Holland Bloorview works to create a world where all children thrive and belong. They are the only children’s rehabilitation hospital in Canada focused on combining personalized care, transformational research and academic leadership in pediatric disability. Each year Holland Bloorview helps more than 8,500 kids and youth with disabilities and complex needs access client-centred care that focuses on their physical, mental and emotional well-being, and powers their amazing potential.
The scientists at the renowned Bloorview Research Institute (BRI) work with clinicians and staff, clients and families on discoveries that advance understanding of developmental diversity and transform the lives of kids with disabilities and their families – not just at Holland Bloorview, but everywhere.
Holland Bloorview strives to have the highest concentration of childhood disability research in the world, to enable more discoveries and help more families. In 2018 they launched a $32 million Grow Holland Bloorview Research campaign in order to provide space, talent and equipment needed to expand the BRI’s capacity to conduct research that changes lives.
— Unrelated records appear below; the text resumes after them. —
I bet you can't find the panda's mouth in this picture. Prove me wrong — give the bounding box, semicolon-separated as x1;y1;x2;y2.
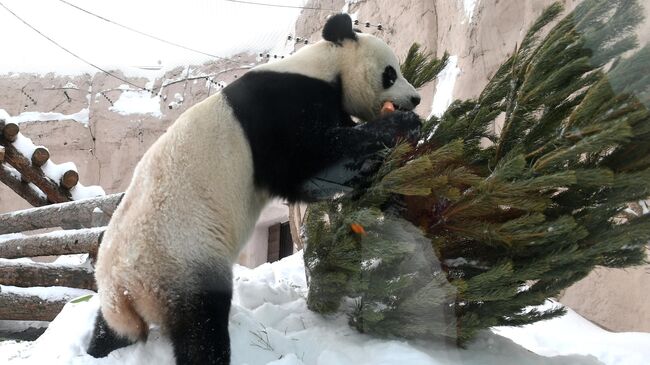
381;100;409;113
380;101;409;117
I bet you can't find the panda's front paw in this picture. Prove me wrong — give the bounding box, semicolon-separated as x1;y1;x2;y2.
362;111;422;146
392;111;422;141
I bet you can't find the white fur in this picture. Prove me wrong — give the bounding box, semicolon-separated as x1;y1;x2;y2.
95;93;268;339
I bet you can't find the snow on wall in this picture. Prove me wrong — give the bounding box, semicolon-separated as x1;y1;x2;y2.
1;108;90;126
429;55;460;119
109;89;162;118
461;0;479;22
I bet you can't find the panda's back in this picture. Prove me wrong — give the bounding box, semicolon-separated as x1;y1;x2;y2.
96;93;267;302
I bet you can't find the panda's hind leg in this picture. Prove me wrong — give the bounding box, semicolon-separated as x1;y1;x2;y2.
166;270;232;365
87;310;136;358
87;289;149;358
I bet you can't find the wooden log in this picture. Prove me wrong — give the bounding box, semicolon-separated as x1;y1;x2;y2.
31;146;50;167
2;122;19;142
0;261;96;290
0;193;122;234
0;164;49;207
0;145;5;162
0;136;71;204
60;170;79;189
0;227;105;259
0;292;68;321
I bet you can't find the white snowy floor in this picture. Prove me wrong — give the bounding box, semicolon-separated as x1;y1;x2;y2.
1;252;648;365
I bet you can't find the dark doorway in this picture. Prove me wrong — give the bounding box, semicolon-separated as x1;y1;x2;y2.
267;221;294;263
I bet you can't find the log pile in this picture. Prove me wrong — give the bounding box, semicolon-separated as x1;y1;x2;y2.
0;193;122;321
0;119;121;324
0;119;80;205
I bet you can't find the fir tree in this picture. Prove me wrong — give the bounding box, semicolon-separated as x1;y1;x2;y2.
304;0;650;344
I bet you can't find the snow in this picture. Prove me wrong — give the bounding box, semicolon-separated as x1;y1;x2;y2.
493;303;650;365
0;285;93;302
70;183;106;201
0;233;26;243
1;109;90;126
460;0;479;22
429;55;460;119
0;252;647;364
0;0;308;77
109;89;162;117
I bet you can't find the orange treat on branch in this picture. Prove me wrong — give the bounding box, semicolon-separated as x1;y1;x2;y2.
350;223;367;236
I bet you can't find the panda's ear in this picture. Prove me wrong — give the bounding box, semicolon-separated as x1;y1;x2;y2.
323;14;358;44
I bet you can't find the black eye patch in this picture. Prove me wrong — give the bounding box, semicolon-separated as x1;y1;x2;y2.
382;65;397;89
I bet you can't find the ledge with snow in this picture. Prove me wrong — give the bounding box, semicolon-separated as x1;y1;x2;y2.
0;252;648;365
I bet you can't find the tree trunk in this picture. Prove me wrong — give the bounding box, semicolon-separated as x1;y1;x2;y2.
0;261;96;290
0;227;105;259
288;203;304;251
0;292;69;321
0;164;49;207
0;193;123;234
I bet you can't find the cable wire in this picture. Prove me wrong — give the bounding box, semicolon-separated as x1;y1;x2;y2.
57;0;236;62
224;0;336;12
0;1;150;91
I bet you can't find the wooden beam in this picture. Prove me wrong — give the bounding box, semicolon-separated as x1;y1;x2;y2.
0;164;49;207
0;227;105;259
0;261;96;290
2;122;19;142
31;147;50;167
60;170;79;189
0;292;68;321
0;193;122;234
0;136;71;204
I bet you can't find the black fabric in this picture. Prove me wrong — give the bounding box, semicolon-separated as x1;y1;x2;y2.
86;310;134;358
168;270;233;365
223;70;421;202
322;13;357;45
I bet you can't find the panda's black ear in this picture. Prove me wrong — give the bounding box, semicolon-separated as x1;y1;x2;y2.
323;14;358;44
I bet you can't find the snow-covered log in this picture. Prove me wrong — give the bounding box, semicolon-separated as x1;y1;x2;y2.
0;139;71;204
0;164;49;207
0;292;68;321
0;193;122;234
2;122;19;142
30;146;50;167
0;227;105;259
0;261;96;290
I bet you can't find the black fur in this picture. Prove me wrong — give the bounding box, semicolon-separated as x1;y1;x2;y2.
168;268;233;365
87;311;134;358
322;13;357;44
223;71;420;202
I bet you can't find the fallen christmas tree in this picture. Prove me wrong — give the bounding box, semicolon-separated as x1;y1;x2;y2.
304;0;650;344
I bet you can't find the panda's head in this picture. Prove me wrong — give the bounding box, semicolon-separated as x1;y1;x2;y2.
322;14;421;121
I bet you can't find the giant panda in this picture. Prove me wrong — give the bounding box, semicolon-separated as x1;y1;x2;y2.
87;13;421;365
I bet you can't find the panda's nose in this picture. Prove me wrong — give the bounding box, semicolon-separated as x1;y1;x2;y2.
411;96;421;107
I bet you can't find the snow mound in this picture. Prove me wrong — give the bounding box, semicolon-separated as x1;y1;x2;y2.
1;251;647;364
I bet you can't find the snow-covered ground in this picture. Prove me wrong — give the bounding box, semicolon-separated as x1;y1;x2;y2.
1;251;648;365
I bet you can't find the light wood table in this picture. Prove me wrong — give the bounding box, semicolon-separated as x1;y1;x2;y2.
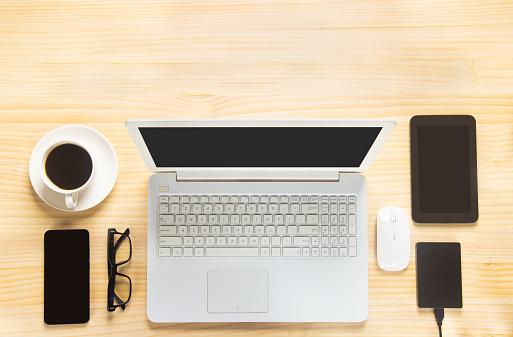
1;1;513;336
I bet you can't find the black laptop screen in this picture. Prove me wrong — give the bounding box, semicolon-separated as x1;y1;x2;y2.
139;127;382;168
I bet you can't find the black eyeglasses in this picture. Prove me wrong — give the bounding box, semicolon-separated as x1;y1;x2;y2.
107;228;132;311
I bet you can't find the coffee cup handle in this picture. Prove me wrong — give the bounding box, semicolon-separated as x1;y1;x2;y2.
65;192;78;209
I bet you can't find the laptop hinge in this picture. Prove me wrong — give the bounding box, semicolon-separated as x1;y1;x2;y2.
176;171;340;182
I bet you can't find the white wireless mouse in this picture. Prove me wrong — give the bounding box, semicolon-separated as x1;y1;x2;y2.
377;207;410;271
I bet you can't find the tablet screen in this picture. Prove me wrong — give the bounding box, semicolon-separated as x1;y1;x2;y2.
417;125;471;213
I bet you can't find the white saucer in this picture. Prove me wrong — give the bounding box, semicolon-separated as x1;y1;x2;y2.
29;125;118;212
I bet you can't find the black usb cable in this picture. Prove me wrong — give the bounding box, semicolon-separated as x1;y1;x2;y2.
434;308;444;337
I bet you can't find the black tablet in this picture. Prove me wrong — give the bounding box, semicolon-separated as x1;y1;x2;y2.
416;242;462;308
410;115;478;223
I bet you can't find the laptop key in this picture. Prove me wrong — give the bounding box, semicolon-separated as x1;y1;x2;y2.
224;217;234;229
298;225;318;235
302;247;310;257
203;204;213;213
312;247;320;257
170;203;180;214
321;247;329;257
184;237;193;246
205;247;259;257
301;204;319;213
330;248;338;257
159;237;182;246
159;215;173;224
159;204;169;213
183;248;193;257
349;237;357;257
247;204;257;213
306;214;319;224
225;204;235;214
290;204;300;213
236;204;246;214
159;247;171;257
261;247;270;257
206;237;215;246
195;247;204;257
283;247;301;257
349;204;356;214
340;247;348;257
216;237;226;246
271;247;281;256
192;204;201;214
293;237;310;246
172;247;182;257
340;226;347;235
159;225;177;235
348;215;357;235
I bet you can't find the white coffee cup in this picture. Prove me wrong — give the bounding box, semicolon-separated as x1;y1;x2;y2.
40;140;95;209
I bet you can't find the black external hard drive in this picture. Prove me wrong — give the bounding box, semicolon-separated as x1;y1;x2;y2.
416;242;462;309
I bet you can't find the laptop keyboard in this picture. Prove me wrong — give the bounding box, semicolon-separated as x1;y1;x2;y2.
157;194;357;258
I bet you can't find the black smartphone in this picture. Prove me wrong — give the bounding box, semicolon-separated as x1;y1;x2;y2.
416;242;462;308
44;229;90;325
410;115;478;223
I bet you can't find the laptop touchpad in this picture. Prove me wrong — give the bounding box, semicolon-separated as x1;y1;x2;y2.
207;270;269;313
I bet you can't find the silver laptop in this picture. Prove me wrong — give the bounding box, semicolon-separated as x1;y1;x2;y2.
126;118;395;322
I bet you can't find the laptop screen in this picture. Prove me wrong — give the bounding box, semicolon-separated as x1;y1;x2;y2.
139;127;382;168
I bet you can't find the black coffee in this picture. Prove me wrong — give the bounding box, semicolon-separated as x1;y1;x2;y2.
45;143;93;190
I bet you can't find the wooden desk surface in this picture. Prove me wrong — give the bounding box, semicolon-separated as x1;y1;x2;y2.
1;1;512;335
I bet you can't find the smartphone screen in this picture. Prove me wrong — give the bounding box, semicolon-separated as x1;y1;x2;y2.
410;115;478;223
44;229;89;325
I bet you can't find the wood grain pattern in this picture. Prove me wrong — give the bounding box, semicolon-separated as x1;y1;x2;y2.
1;0;513;335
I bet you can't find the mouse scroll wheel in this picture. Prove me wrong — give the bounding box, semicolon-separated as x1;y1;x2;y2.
390;214;396;222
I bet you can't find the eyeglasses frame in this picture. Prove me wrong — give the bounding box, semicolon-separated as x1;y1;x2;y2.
107;228;132;312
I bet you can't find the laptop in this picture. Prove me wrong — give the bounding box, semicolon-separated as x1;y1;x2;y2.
126;118;396;322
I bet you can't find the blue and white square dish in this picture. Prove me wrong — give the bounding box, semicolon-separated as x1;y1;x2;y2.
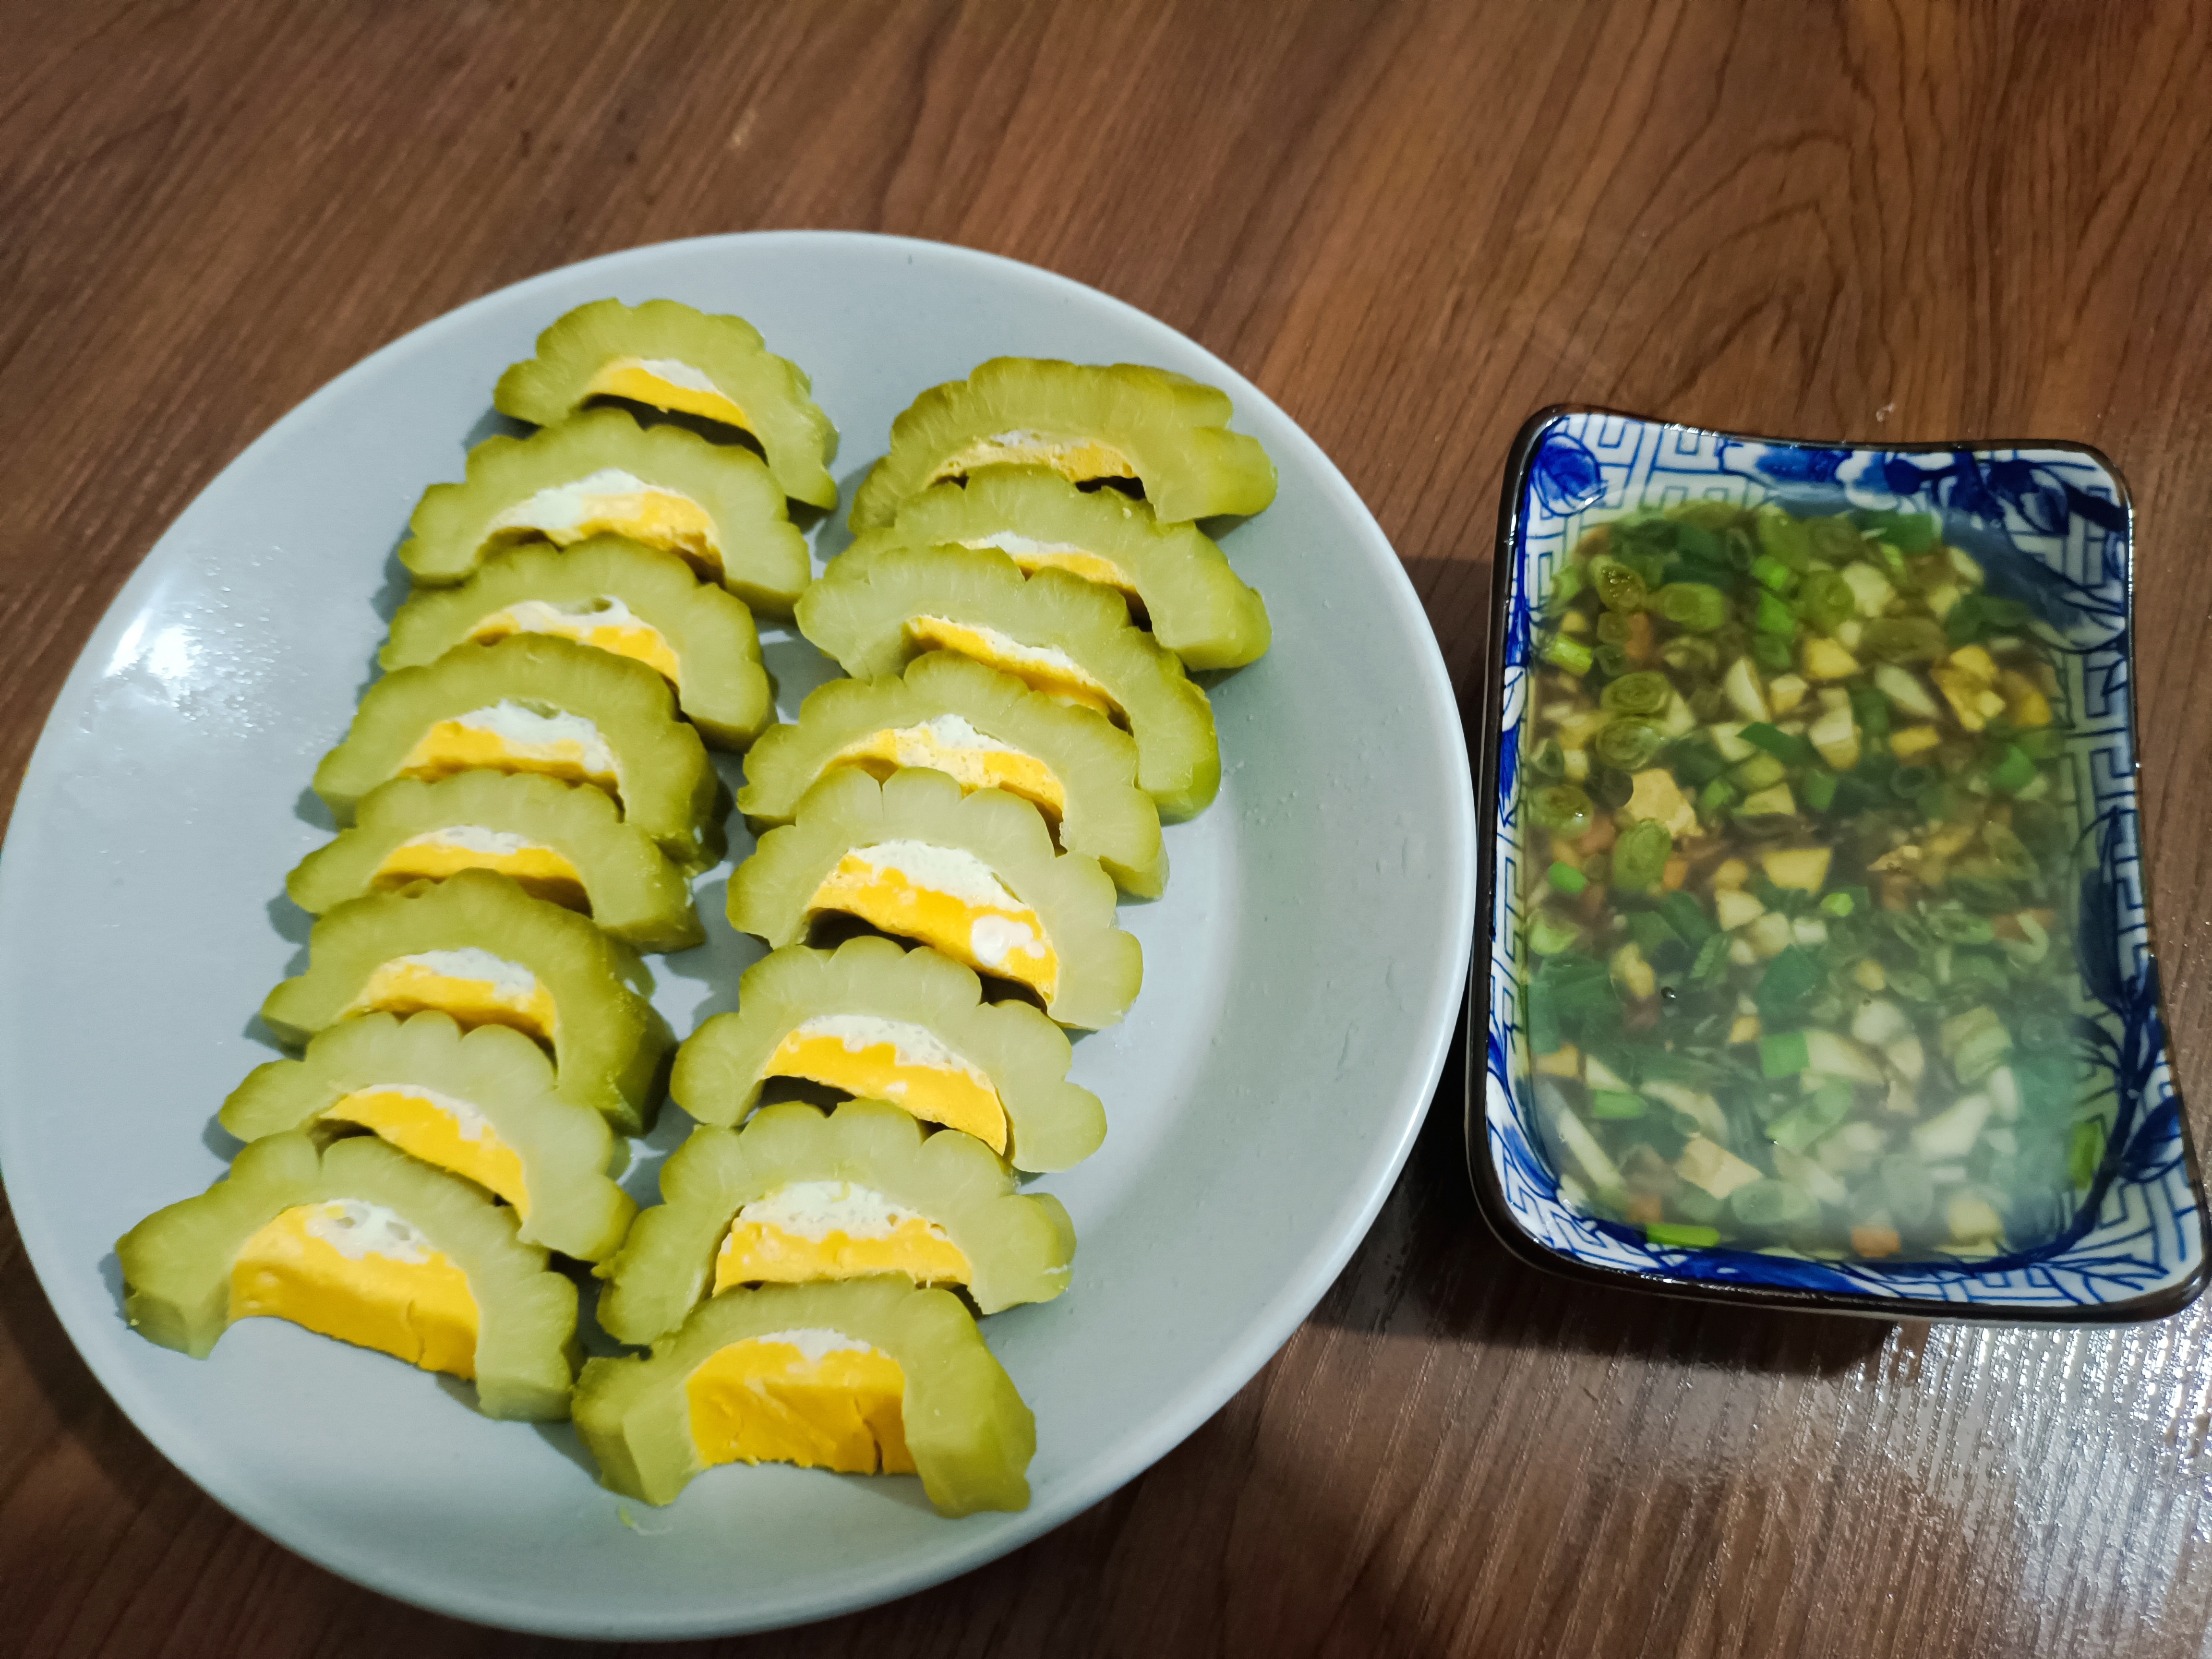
1467;406;2205;1322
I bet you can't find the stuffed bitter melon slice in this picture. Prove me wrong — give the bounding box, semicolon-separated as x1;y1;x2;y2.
383;536;772;749
313;633;721;872
729;767;1140;1030
598;1099;1072;1346
116;1131;577;1419
796;542;1219;819
261;868;674;1135
738;650;1164;897
493;298;839;510
219;1012;637;1262
574;1276;1032;1514
850;357;1276;529
398;407;812;613
673;936;1105;1170
877;466;1269;671
287;771;701;953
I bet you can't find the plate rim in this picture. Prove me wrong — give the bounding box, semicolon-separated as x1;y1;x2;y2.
0;229;1478;1636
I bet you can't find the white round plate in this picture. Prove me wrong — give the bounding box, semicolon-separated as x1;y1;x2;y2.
0;233;1474;1638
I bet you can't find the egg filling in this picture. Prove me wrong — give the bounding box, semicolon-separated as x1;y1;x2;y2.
930;430;1137;489
714;1179;971;1291
685;1328;914;1476
959;530;1135;603
805;841;1057;999
904;617;1117;718
228;1198;479;1377
583;356;752;432
347;947;559;1045
466;596;682;686
764;1013;1009;1150
399;700;623;798
372;825;589;911
485;468;723;579
321;1085;531;1214
826;714;1066;820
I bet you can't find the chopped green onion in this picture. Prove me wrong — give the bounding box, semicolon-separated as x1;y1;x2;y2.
1802;769;1839;811
1658;890;1715;943
1691;932;1732;983
1698;776;1739;817
1854;509;1938;553
1849;685;1891;737
1527;912;1583;955
1729;1179;1820;1228
1595;718;1666;770
1755;946;1823;1021
1760;1031;1812;1078
1599;671;1672;716
1547;861;1587;894
1590;1090;1647;1120
1590;557;1649;613
1645;1222;1721;1249
1612;820;1672;891
1752;632;1795;673
1988;744;2037;793
1796;569;1856;632
1593;642;1632;677
1818;889;1856;917
2068;1118;2107;1188
1531;784;1594;835
1731;753;1787;791
1741;723;1819;766
1860;617;1947;662
1754;590;1798;635
1756;505;1815;570
1656;581;1729;632
1751;554;1800;595
1542;634;1594;675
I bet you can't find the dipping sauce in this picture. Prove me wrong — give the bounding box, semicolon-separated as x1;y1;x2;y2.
1519;498;2097;1260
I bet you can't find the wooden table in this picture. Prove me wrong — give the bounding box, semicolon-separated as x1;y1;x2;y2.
6;2;2211;1653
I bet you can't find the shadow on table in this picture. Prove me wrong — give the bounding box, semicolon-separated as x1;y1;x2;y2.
1303;998;1895;1382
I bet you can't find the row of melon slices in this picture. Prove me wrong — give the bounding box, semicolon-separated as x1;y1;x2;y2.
116;297;1275;1519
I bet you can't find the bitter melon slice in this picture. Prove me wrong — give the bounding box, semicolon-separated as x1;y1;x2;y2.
878;466;1269;671
738;650;1164;897
728;766;1141;1030
597;1099;1073;1345
398;407;811;613
672;936;1104;1171
260;868;674;1135
573;1275;1032;1514
493;297;839;510
219;1011;637;1262
312;633;721;873
287;770;701;953
383;535;772;749
116;1131;578;1419
796;541;1219;819
850;357;1276;529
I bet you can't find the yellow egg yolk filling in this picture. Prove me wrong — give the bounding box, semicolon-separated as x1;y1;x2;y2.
904;617;1117;719
399;711;622;800
686;1335;914;1477
958;536;1134;603
584;359;752;431
321;1087;531;1215
347;951;559;1046
467;603;683;687
827;724;1066;822
372;831;589;912
806;850;1058;1001
490;475;724;582
229;1201;478;1378
762;1022;1008;1151
932;433;1137;488
713;1184;971;1292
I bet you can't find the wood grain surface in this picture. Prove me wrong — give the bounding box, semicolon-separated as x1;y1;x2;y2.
5;1;2212;1654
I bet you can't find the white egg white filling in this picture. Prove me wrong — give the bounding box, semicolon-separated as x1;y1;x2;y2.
488;469;681;536
304;1198;433;1263
617;357;722;395
387;947;541;1000
489;595;652;635
731;1179;952;1246
396;825;536;857
914;618;1097;689
744;1327;883;1363
962;530;1090;559
846;840;1021;910
452;700;618;777
350;1083;495;1142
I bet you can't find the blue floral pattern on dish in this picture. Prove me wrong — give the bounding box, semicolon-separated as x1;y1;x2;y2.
1484;412;2201;1311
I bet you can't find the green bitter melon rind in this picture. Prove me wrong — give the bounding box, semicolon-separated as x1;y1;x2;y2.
572;1275;1033;1514
382;535;773;748
115;1131;579;1419
493;297;840;510
398;406;812;613
286;770;703;952
882;465;1270;671
597;1099;1074;1343
795;542;1220;819
737;649;1165;897
728;766;1142;1030
312;633;722;873
218;1011;638;1262
850;357;1277;529
672;936;1106;1172
260;868;674;1136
Over the years Holland Bloorview has produced some very exciting work and the funds raised by Humour Me will help expand these developments:
The Autism Research Centre
Dr. Evdokia Anagnostou, VP of Research and Director of the BRI, leads a team of scientists with expertise in neurology, developmental pediatrics, psychology, data science and speech and language pathology who work to understand autism’s biology and symptoms and create new, effective interventions. Their research has included identifying early bio-behavioural markers, testing medications, developing technologies to reduce kids’ anxiety, investigating whether family physicians can be trained to diagnose autism, and creating the Social ABCs program to improve verbal communication and strengthen relationships between caregivers and children.
The Brain Computer Interface (BCI)
Created by a team led by Dr. Tom Chau, the BCI is a revolutionary technology that allows people with severe disabilities to communicate and interact with their environment through their thought processes. Using non- invasive sensors, the BCI translates users’ brain activity into commands that allow them to move a wheelchair, activate a speech-generating device or even compose music. Researchers are testing the technology in the BCI clinic and exploring additional uses for the BCI, including brain stimulation therapy for kids with spinal cord injuries and finding an objective biomarker for autism. Being able to communicate is a human right, and Holland Bloorview is helping to give kids a new future of independence, communication, movement and computer interaction.
Botley’s Bootle Blast, developed by Dr. Elaine Biddiss at the BRI’s PEARL lab, is a mixed reality video game that motivates kids affected by cerebral palsy, stroke, spinal cord injury, spina bifida and other neuro-motor conditions to practise repetitive exercises that improve their motor skills. The game has been tested in Canada, the U.S., France, Costa Rica and Singapore and is now available at Holland Bloorview as well as in many other clinics.
The Imaging Bank
BRI scientists are using an MRI to scan the brains of kids in order to track the progression of neurological conditions and the effects of interventions over time. Analyzing this imaging data can lead to the creation of personalized treatments for kids with autism and other conditions. They can also use these scans to build an Imaging Bank of data that can be shared with scientists at other organizations and facilitate large-scale studies at Holland Bloorview and elsewhere, changing the future of disability research and care worldwide.